When you look around your workplace how often do important decisions get put on ‘the back-burner’? Sometimes the back-burner is a place to put decisions that have been de-prioritised, but more often it’s a place to put decisions no one wants to make.
Decision avoidance is a form of psychological inertia that causes high levels of frustration and significant waste in organisations. Not only is time and resources exerted during the drawn out decision making process, there is often a very real opportunity cost when decisions are delayed or never made.
But what if indecision you witness is not a function of incompetent decision-makers but instead was a perfectly natural response to the environment you’re operating in?
This inaction is a form of cognitive bias called omission bias. Omission bias is when we judge the impact of doing something (commission) differently than how we judge doing nothing (omission).
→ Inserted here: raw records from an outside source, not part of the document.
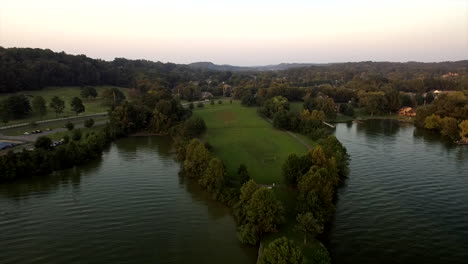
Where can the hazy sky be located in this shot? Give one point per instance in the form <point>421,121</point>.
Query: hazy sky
<point>241,32</point>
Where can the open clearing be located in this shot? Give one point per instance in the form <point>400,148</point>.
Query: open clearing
<point>92,106</point>
<point>239,136</point>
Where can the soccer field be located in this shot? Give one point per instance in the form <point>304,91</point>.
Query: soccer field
<point>240,136</point>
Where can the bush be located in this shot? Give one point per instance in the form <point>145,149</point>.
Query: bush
<point>69,126</point>
<point>282,250</point>
<point>76,135</point>
<point>89,123</point>
<point>43,142</point>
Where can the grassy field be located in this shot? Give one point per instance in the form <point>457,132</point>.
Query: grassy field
<point>59,124</point>
<point>60,135</point>
<point>238,135</point>
<point>92,106</point>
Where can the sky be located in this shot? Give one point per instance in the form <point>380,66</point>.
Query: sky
<point>241,32</point>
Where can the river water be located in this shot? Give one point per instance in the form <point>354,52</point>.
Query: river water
<point>405,201</point>
<point>130,206</point>
<point>406,198</point>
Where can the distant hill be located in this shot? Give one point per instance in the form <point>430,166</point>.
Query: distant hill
<point>226,67</point>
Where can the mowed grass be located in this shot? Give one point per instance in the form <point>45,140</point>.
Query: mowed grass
<point>240,136</point>
<point>92,106</point>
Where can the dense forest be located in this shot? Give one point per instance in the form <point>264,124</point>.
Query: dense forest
<point>23,69</point>
<point>374,87</point>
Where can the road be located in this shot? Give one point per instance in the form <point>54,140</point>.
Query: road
<point>56,120</point>
<point>33,137</point>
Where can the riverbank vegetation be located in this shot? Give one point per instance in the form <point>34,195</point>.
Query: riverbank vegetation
<point>156,112</point>
<point>448,115</point>
<point>280,178</point>
<point>238,135</point>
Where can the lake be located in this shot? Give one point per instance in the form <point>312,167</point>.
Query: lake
<point>131,206</point>
<point>406,198</point>
<point>405,201</point>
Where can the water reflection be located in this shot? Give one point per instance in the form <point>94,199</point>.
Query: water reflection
<point>406,198</point>
<point>387,127</point>
<point>24,188</point>
<point>129,207</point>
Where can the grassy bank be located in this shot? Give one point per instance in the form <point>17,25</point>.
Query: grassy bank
<point>92,106</point>
<point>238,135</point>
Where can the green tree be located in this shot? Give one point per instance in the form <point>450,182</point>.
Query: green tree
<point>406,100</point>
<point>449,127</point>
<point>213,177</point>
<point>392,97</point>
<point>281,251</point>
<point>69,126</point>
<point>39,105</point>
<point>307,224</point>
<point>294,167</point>
<point>76,135</point>
<point>4,113</point>
<point>57,104</point>
<point>43,142</point>
<point>89,123</point>
<point>77,105</point>
<point>196,159</point>
<point>243,174</point>
<point>464,130</point>
<point>373,102</point>
<point>17,106</point>
<point>432,122</point>
<point>87,92</point>
<point>264,210</point>
<point>112,97</point>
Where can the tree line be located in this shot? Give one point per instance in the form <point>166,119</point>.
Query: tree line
<point>447,115</point>
<point>156,112</point>
<point>18,106</point>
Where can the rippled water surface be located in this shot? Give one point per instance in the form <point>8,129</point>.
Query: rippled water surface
<point>129,207</point>
<point>406,199</point>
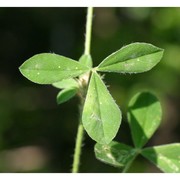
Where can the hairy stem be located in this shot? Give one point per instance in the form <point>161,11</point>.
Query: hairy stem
<point>88,30</point>
<point>78,146</point>
<point>79,138</point>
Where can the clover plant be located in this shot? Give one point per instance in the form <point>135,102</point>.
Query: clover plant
<point>100,116</point>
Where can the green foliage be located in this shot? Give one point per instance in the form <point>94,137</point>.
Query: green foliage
<point>66,83</point>
<point>133,58</point>
<point>144,116</point>
<point>49,68</point>
<point>66,94</point>
<point>86,60</point>
<point>115,154</point>
<point>165,157</point>
<point>101,116</point>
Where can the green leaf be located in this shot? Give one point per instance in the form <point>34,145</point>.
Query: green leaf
<point>101,116</point>
<point>86,60</point>
<point>66,83</point>
<point>115,154</point>
<point>165,157</point>
<point>144,117</point>
<point>65,95</point>
<point>133,58</point>
<point>48,68</point>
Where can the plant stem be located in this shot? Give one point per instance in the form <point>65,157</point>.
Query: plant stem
<point>78,146</point>
<point>88,30</point>
<point>80,132</point>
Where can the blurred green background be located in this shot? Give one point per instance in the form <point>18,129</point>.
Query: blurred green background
<point>36,135</point>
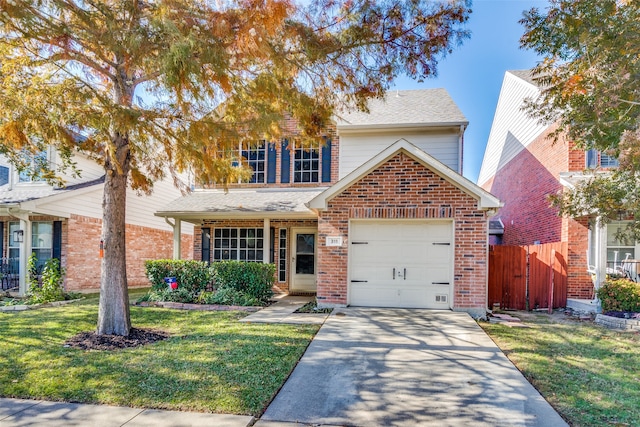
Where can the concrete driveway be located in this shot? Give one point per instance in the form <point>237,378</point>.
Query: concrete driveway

For example, you may do a cost-benefit analysis of competing options, but how often do you do a cost-benefit analysis of doing nothing? As such, the risks and uncertainties associated with doing something become well understood, but the risks and uncertainties of doing nothing remain opaque.
Some of the contributing factors to decision avoidance can include:
- Greater uncertainty in the external environment, which can make every option look riskier and reduce our level of confidence in making any decision.
- An organisational culture where bad decisions are judged harshly, but good decisions are not rewarded (or the reward flows up the reporting chain to somebody else).
- A decision-making process where the criteria against which to assess different options are unclear, which in turn makes comparing options difficult or impossible.
Although it may not be easy to overcome broader environmental uncertainty, there are still things you can do to reduce decision avoidance. The first is ensuring there are agreed criteria for which to assess options against. This provides both accountability and transparency as to how the decision was arrived at. The second is making sure the status quo is always treated as an option during the assessment process and that the costs, benefits, and risks are assessed against the same criteria as the alternatives.
Finally, you should have a clear and robust decision-making process to follow. Ultimately, good decisions are not defined by the outcome; they are defined by the quality of the process. The outcome could be impacted by unforeseeable events in the external environment, in addition, in a complex environment we can also never know whether alternative options would have fared better.
But just like a sound scientific process improves the reliability of an experiment in a laboratory, a sound decision-making process will not only mean greater transparency and accountability, it will mean you make better decisions more often.